Com a medida, o Brasil passa a fabricar em solo próprio um medicamento que antes dependia de fornecedores estrangeiros — estratégia que pode reduzir custos para o sistema público e ampliar o acesso a pacientes transplantados em todo o país.
Imunossupressores são medicamentos essenciais para evitar a rejeição de órgãos transplantados. Utilizados de forma contínua pelos pacientes, seu fornecimento estável e acessível é condição fundamental para o sucesso dos transplantes realizados pelo SUS.
A produção 100% nacional significa que todas as etapas do processo de fabricação — desde a síntese do princípio ativo até o produto final — passam a ocorrer no Brasil, eliminando a dependência de importações e reduzindo a exposição a variações cambiais e rupturas de abastecimento.

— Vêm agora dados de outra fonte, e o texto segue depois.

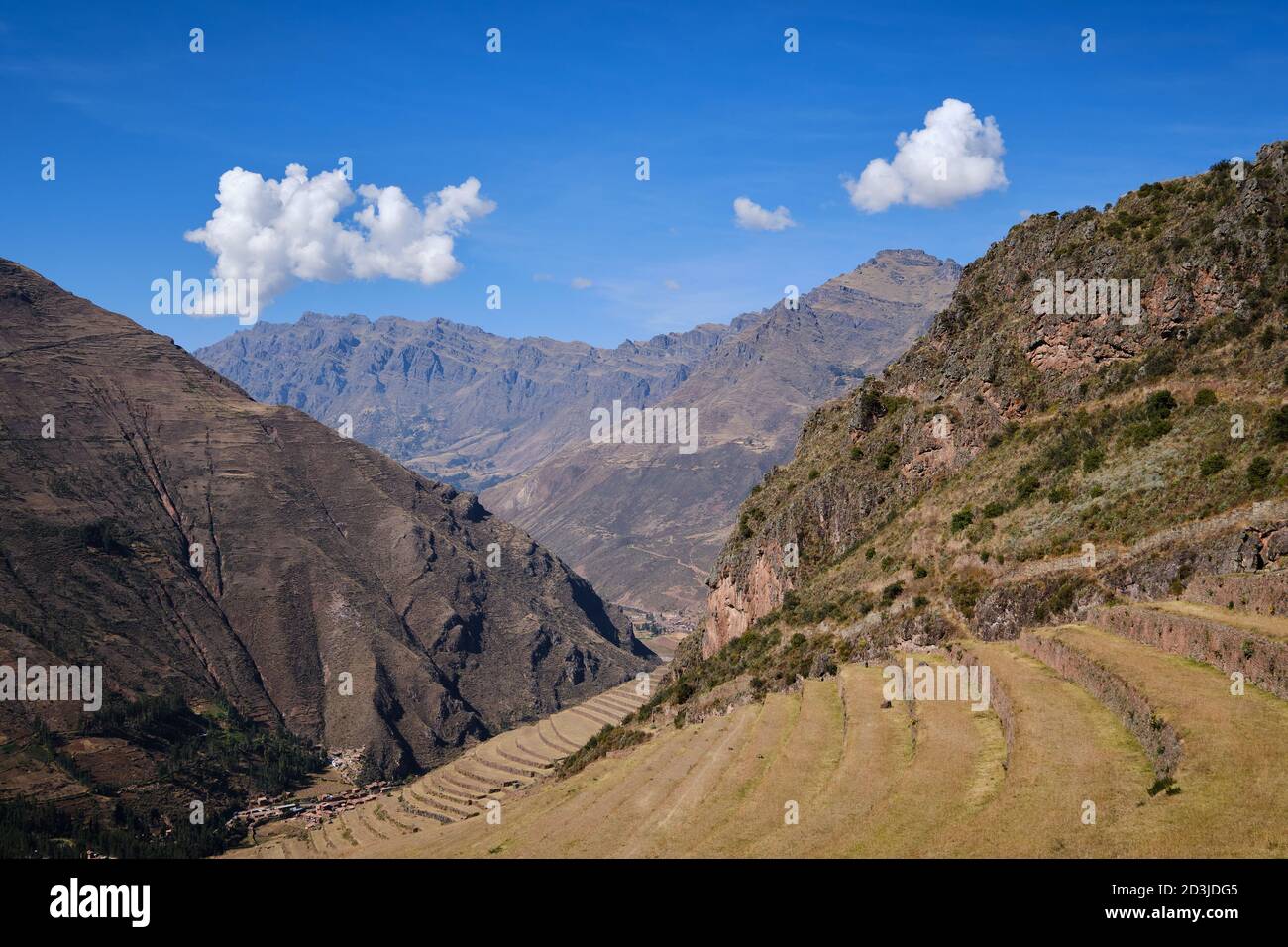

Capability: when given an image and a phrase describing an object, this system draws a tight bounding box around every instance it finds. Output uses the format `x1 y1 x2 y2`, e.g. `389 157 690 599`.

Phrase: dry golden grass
231 609 1288 858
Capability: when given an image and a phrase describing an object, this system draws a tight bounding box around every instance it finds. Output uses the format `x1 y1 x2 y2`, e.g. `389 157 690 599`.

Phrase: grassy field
231 601 1288 858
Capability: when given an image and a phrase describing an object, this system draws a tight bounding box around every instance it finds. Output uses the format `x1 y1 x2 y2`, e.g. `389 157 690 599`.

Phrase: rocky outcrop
0 261 652 793
197 250 961 612
705 142 1288 648
1091 605 1288 699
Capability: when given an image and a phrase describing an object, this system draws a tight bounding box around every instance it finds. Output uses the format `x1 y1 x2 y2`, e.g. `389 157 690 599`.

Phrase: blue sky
0 1 1288 348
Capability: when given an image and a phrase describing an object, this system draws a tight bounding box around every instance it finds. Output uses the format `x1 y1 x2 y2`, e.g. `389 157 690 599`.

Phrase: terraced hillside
222 672 665 858
226 142 1288 857
234 577 1288 857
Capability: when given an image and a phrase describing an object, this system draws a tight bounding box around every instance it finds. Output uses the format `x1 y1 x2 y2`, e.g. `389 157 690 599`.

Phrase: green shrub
1015 474 1042 501
1082 447 1105 473
1199 454 1225 476
876 441 899 471
1270 404 1288 445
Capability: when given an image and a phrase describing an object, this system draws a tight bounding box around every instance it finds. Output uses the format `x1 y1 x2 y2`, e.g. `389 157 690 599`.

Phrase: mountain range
0 261 654 850
196 250 961 613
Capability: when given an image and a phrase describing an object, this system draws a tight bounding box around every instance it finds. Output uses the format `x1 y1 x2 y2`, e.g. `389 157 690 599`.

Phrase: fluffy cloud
733 197 796 231
845 99 1008 214
183 164 496 311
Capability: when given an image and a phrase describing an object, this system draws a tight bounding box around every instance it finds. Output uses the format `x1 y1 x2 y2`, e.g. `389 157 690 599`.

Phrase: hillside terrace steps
1089 600 1288 699
942 639 1154 858
1181 569 1288 617
229 676 657 858
1148 599 1288 640
1037 624 1288 857
231 625 1288 857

A iniciativa se insere em uma política mais ampla de soberania farmacêutica, que busca internalizar a produção de medicamentos estratégicos para o sistema público. A Fiocruz já integra outros esforços de nacionalização de terapias de alto custo para o SUS — como os projetos para produzir a terapia CAR-T em solo brasileiro e reduzir a dependência de fabricantes estrangeiros.
Para o SUS, a produção nacional de imunossupressores representa um avanço logístico e econômico significativo. Medicamentos de uso contínuo em pacientes transplantados demandam compras recorrentes em volumes elevados — e a dependência de fornecedores externos expõe o sistema a riscos de desabastecimento e encarecimento por variação do dólar.

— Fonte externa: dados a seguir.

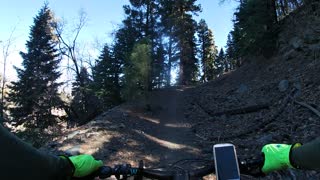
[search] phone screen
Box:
[215,146,240,180]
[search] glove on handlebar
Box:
[62,154,103,177]
[262,143,301,174]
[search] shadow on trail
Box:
[93,89,211,167]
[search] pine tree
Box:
[92,44,122,108]
[123,39,151,100]
[9,5,62,128]
[67,67,102,125]
[160,0,201,84]
[215,48,225,76]
[198,19,218,82]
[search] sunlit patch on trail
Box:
[134,130,200,154]
[138,115,160,124]
[164,123,191,128]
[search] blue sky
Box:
[0,0,237,79]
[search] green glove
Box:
[69,154,103,177]
[262,143,301,174]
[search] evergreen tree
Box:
[67,67,102,125]
[160,0,201,84]
[92,44,122,108]
[226,33,237,70]
[215,48,225,75]
[124,39,151,100]
[198,19,218,82]
[9,5,62,128]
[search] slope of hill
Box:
[42,2,320,179]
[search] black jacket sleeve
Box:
[290,138,320,170]
[0,125,73,180]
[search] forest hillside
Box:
[36,3,320,179]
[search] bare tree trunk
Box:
[166,29,173,87]
[0,27,16,124]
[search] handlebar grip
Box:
[239,154,264,177]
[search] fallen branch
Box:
[294,100,320,118]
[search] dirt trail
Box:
[44,88,212,168]
[141,89,206,163]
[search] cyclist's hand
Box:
[69,154,103,177]
[262,143,301,174]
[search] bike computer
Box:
[213,143,240,180]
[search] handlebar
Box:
[74,156,264,180]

A Fiocruz é a principal instituição pública de pesquisa e desenvolvimento em saúde do país e responsável pela produção de diversas vacinas e medicamentos distribuídos pelo sistema público. A expansão de seu portfólio para imunossupressores reforça o papel estratégico da fundação na política nacional de medicamentos.
O Brasil realiza milhares de transplantes por ano pelo SUS, sendo um dos maiores programas públicos de transplante do mundo. A continuidade do tratamento imunossupressor é determinante para a sobrevida dos pacientes e para os resultados do programa.